The new evidence that M cells resemble dendritic cells and act as direct antigen-presenting cells adds another layer to this history. It moves the frontier of understanding farther upstream, to the very first moments when gluten meets the immune system at the intestinal surface.
Economic and healthcare impact of improved understanding
Celiac disease carries a significant economic and healthcare burden globally. Diagnosis often requires endoscopy, biopsies, and specialized serologic testing, while long-term management depends on access to gluten-free foods, nutritional counseling, and ongoing monitoring for complications such as osteoporosis or associated autoimmune conditions.
Better knowledge of early disease mechanisms could have several practical implications:
- Development of therapies that modulate M cell function, aiming to reduce harmful gluten presentation or promote tolerance.
- Creation of targeted drugs that interfere with TG2-mediated deamidation in M cells.
- Novel vaccines or oral tolerance strategies designed to act at the level of Peyerâs patches and the epithelium.
If such approaches reduce the need for invasive procedures, hospital visits, or strict dietary restrictions, they could lower healthcare costs and improve quality of life for patients. They may also benefit the large number of individuals who remain undiagnosed but symptomatic, a group that represents a hidden economic burden through reduced productivity and increased use of general healthcare services.
Regional comparisons and global relevance
The impact of these findings may vary across regions with different dietary patterns, genetic backgrounds, and healthcare infrastructures. Celiac disease is most commonly diagnosed in Europe, North America, and parts of South America and Oceania, where wheat-based diets are prevalent and genetic risk alleles such as HLA-DQ2.5 are relatively common.
However, recognition of celiac disease is rising in regions such as the Middle East, North Africa, South Asia, and Latin America, where wheat consumption has increased due to urbanization and changing food systems. In many of these areas, diagnostic infrastructure and awareness remain limited, contributing to underdiagnosis and delays in treatment.
A deeper understanding of M cell biology could inform:
- Population-specific research into how local genetics and diets affect M cell-mediated antigen presentation.
- Strategies to prevent disease in high-risk families identified by genetic screening.
- Public health efforts that balance the benefits of wheat-based staples with awareness of gluten-related disorders.
Although the new study focuses on gluten and celiac disease, the implications extend to other conditions involving breakdowns in oral tolerance, including some food allergies and inflammatory bowel diseases, which also show regional differences in prevalence and severity.
Future directions: targeting the epithelial-immune interface
The recognition that M cells act as non-hematopoietic antigen-presenting cells opens several avenues for future research and therapeutic innovation.

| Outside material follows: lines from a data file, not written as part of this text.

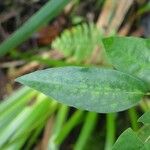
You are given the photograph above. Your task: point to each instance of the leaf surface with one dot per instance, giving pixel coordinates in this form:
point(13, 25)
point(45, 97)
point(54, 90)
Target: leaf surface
point(130, 54)
point(145, 118)
point(93, 89)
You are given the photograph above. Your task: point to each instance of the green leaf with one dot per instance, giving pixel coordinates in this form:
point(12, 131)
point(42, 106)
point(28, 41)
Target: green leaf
point(93, 89)
point(128, 140)
point(144, 133)
point(145, 118)
point(130, 54)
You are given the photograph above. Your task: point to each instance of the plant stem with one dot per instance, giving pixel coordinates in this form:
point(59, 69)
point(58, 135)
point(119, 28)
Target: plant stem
point(45, 14)
point(133, 118)
point(60, 118)
point(86, 131)
point(110, 129)
point(72, 122)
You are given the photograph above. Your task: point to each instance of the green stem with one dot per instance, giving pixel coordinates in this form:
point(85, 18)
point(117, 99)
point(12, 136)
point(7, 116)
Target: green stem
point(72, 122)
point(86, 131)
point(110, 131)
point(60, 119)
point(133, 118)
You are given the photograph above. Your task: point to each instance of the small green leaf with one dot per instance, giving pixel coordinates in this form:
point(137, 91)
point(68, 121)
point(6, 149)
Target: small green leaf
point(145, 118)
point(128, 140)
point(144, 134)
point(130, 54)
point(93, 89)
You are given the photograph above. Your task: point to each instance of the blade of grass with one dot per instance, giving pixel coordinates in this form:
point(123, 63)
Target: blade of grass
point(45, 14)
point(86, 131)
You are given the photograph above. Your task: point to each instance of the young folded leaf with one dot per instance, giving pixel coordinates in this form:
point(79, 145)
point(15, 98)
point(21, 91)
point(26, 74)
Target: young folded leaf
point(130, 54)
point(93, 89)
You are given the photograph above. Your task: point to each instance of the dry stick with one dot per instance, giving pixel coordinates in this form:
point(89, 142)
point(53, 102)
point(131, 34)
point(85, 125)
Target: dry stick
point(122, 9)
point(45, 14)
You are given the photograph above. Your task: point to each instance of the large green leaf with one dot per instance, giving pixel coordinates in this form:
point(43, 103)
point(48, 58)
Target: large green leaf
point(93, 89)
point(130, 54)
point(145, 118)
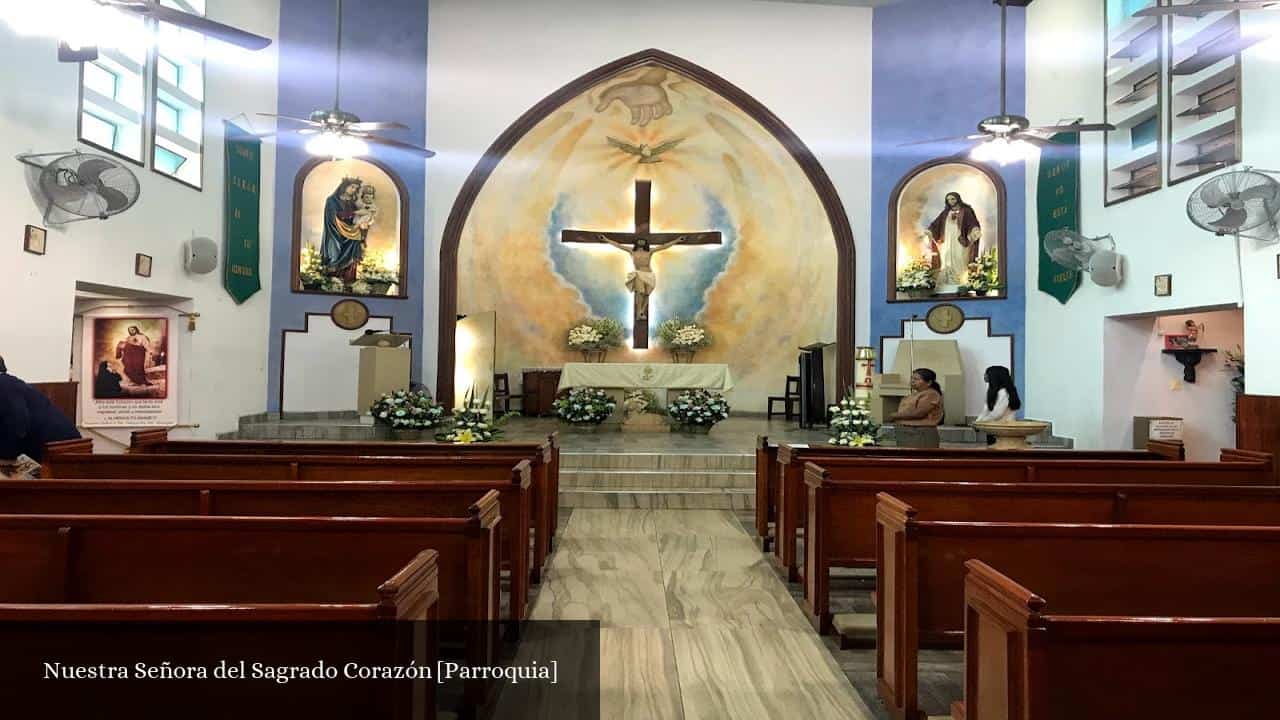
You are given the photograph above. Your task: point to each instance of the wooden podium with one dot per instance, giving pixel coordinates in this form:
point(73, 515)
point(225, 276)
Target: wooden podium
point(384, 367)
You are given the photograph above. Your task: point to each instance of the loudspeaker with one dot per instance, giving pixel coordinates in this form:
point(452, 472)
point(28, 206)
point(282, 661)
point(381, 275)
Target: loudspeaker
point(200, 255)
point(1106, 268)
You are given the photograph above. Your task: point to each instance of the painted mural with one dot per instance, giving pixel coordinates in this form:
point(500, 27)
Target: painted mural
point(757, 261)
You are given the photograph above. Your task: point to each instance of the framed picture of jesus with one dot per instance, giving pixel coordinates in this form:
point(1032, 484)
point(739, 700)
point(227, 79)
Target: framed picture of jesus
point(350, 229)
point(946, 232)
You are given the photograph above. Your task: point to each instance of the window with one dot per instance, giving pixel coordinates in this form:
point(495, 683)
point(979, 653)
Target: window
point(131, 94)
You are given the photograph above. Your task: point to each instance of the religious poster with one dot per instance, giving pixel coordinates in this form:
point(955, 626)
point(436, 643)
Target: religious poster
point(128, 378)
point(946, 232)
point(351, 229)
point(243, 173)
point(1057, 206)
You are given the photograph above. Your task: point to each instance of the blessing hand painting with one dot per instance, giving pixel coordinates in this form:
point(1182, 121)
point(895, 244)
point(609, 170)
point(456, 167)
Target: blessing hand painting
point(350, 229)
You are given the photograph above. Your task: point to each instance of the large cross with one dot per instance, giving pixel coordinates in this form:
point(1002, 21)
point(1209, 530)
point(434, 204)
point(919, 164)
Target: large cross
point(644, 197)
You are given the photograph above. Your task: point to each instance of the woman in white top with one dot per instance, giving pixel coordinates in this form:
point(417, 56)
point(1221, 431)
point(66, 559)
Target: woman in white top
point(1002, 401)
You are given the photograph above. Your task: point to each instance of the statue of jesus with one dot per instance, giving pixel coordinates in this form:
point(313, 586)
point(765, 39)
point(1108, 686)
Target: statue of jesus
point(641, 281)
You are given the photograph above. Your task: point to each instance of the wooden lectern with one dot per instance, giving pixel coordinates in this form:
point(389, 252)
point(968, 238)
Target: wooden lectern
point(384, 367)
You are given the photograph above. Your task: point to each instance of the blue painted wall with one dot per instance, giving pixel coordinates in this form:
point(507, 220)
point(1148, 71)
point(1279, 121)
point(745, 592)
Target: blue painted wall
point(936, 73)
point(384, 78)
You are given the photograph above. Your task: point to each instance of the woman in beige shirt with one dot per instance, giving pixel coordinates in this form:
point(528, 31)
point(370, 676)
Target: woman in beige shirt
point(920, 413)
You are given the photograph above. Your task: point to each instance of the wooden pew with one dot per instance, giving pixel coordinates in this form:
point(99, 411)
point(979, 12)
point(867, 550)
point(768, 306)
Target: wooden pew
point(1210, 570)
point(1060, 656)
point(510, 478)
point(388, 499)
point(1034, 466)
point(543, 455)
point(840, 528)
point(124, 560)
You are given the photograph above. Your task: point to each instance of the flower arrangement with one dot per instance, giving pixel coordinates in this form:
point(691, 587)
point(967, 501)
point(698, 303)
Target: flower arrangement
point(918, 276)
point(406, 410)
point(471, 422)
point(677, 333)
point(585, 406)
point(595, 333)
point(851, 423)
point(695, 409)
point(983, 273)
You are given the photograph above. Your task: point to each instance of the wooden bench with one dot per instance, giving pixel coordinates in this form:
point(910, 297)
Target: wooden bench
point(1210, 570)
point(1072, 655)
point(501, 470)
point(389, 499)
point(1032, 466)
point(543, 455)
point(840, 527)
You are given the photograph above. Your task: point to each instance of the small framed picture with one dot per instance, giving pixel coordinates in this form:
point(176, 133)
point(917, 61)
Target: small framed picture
point(33, 240)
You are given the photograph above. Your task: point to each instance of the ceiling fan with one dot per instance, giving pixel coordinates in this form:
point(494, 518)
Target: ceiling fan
point(1006, 137)
point(1202, 8)
point(69, 53)
point(337, 133)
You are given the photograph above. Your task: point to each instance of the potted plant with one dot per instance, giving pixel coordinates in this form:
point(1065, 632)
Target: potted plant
point(594, 337)
point(682, 338)
point(585, 408)
point(698, 410)
point(470, 423)
point(918, 279)
point(407, 413)
point(850, 424)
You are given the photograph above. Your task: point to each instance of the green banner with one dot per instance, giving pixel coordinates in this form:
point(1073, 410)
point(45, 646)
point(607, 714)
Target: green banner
point(243, 174)
point(1057, 206)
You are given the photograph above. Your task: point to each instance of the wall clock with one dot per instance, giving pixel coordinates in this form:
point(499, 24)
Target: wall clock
point(945, 319)
point(350, 314)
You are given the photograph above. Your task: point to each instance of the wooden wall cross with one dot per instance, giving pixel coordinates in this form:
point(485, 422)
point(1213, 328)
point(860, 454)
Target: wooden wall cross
point(641, 244)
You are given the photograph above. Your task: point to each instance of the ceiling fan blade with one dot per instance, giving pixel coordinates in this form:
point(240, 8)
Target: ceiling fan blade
point(1202, 8)
point(204, 26)
point(400, 145)
point(936, 140)
point(368, 127)
point(1074, 127)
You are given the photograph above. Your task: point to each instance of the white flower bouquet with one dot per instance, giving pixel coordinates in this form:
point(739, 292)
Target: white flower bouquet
point(585, 406)
point(407, 410)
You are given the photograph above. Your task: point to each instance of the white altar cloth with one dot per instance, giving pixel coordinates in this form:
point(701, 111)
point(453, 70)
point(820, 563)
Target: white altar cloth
point(668, 376)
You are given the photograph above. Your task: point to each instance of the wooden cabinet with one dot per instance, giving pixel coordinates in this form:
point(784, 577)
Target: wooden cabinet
point(539, 390)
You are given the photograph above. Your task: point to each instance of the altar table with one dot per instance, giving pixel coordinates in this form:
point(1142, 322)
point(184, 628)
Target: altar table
point(664, 376)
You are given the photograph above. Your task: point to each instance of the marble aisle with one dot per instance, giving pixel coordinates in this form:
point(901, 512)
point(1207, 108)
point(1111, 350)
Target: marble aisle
point(694, 621)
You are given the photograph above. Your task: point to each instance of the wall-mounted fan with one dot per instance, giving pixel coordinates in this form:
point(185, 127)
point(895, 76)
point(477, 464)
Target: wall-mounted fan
point(1238, 204)
point(78, 186)
point(337, 133)
point(1096, 255)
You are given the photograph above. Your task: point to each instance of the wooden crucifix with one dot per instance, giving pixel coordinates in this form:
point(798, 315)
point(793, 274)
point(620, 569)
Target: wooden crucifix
point(641, 244)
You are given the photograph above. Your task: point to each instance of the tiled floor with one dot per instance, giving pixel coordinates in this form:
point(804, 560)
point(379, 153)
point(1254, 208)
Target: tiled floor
point(694, 620)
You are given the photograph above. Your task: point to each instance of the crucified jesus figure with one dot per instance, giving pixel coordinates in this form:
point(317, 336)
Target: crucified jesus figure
point(641, 279)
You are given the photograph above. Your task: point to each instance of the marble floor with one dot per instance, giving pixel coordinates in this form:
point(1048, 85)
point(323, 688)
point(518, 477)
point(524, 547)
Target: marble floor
point(694, 620)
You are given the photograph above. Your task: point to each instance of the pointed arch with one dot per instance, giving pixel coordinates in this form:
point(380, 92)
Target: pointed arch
point(493, 156)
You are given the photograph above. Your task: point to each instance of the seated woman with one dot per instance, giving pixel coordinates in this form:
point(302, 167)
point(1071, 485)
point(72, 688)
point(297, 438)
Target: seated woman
point(920, 413)
point(1002, 400)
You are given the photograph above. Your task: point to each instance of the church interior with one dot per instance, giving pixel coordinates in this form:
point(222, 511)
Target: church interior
point(869, 359)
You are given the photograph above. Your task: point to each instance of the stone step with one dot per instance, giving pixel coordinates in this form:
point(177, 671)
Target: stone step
point(657, 461)
point(656, 479)
point(671, 499)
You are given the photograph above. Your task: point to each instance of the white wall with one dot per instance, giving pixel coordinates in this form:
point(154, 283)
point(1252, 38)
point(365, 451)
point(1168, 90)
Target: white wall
point(1065, 350)
point(225, 374)
point(1150, 383)
point(490, 62)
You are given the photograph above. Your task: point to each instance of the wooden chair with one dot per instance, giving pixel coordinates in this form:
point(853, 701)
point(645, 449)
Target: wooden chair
point(502, 396)
point(790, 401)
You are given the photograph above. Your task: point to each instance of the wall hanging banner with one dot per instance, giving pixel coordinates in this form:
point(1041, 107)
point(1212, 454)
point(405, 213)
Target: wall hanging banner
point(1057, 206)
point(243, 177)
point(128, 369)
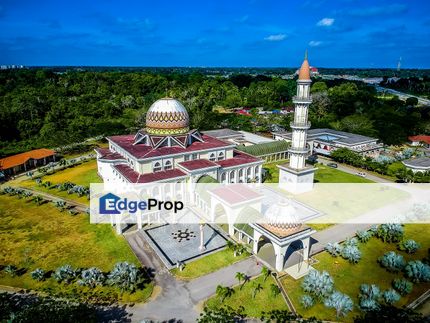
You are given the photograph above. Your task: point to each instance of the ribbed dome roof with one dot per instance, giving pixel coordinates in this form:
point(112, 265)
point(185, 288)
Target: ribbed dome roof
point(167, 116)
point(282, 215)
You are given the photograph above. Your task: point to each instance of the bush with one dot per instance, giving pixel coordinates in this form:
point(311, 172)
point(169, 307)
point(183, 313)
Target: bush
point(319, 284)
point(307, 301)
point(333, 248)
point(409, 246)
point(390, 232)
point(417, 271)
point(364, 235)
point(402, 285)
point(351, 253)
point(64, 274)
point(392, 261)
point(38, 274)
point(390, 296)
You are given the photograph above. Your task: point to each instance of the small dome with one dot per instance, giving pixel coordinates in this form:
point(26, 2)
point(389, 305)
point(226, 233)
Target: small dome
point(167, 116)
point(282, 216)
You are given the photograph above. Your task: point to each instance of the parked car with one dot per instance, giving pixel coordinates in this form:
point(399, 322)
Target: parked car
point(332, 165)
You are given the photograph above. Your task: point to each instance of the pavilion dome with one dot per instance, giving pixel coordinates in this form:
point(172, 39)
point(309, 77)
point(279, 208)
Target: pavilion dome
point(167, 116)
point(282, 216)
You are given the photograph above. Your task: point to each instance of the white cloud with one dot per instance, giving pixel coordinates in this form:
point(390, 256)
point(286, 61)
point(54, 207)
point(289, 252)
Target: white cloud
point(325, 22)
point(315, 43)
point(277, 37)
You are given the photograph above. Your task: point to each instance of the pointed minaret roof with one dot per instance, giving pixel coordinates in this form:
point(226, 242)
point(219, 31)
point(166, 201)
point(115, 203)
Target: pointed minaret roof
point(304, 73)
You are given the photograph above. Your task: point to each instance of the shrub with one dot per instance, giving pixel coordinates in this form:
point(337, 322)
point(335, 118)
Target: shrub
point(390, 296)
point(340, 302)
point(11, 270)
point(410, 246)
point(38, 274)
point(333, 248)
point(125, 276)
point(351, 253)
point(64, 274)
point(402, 285)
point(390, 232)
point(91, 277)
point(319, 284)
point(364, 235)
point(307, 301)
point(417, 271)
point(392, 261)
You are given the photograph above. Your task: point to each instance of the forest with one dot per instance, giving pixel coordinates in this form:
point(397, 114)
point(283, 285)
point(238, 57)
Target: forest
point(47, 108)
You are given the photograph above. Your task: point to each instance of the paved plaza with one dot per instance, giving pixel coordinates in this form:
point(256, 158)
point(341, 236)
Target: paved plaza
point(175, 243)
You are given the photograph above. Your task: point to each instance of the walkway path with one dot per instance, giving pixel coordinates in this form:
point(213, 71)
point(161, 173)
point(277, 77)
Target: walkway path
point(180, 299)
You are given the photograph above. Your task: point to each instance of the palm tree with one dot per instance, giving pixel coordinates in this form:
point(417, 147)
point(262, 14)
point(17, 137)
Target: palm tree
point(266, 272)
point(257, 288)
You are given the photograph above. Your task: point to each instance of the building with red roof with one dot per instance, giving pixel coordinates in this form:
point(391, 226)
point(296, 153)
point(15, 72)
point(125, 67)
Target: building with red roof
point(168, 151)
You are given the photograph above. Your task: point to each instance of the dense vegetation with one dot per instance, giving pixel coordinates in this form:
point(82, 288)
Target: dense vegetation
point(40, 107)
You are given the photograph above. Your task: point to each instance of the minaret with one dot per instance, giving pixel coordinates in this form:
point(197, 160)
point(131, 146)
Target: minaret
point(297, 177)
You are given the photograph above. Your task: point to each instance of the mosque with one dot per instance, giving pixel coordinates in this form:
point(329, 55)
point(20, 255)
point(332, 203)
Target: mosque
point(167, 151)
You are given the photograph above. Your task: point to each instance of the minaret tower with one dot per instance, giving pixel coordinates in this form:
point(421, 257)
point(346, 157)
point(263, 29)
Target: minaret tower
point(297, 177)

Potential next steps include:
- Investigating how M cell numbers and function differ between healthy individuals and patients with active or treated celiac disease.
- Exploring whether modifying RANKL, CSF2, SPIB, or RUNX2 signaling can safely alter M cell differentiation and antigen-presenting capacity.
- Studying how infections, microbiota composition, and dietary patterns influence M cell behavior and MHC-II expression.
- Assessing whether similar antigen-presenting roles exist for M cells in other mucosal tissues, such as the respiratory tract.
For now, the discovery reinforces the idea that the intestinal epithelium is not just a passive barrier but an active participant in immune surveillance. In the case of celiac disease, that participation may begin earlier and more directly than previously thought, with M cells acting as crucial gatekeepers that decide whether gluten remains a food or becomes a trigger for autoimmunity.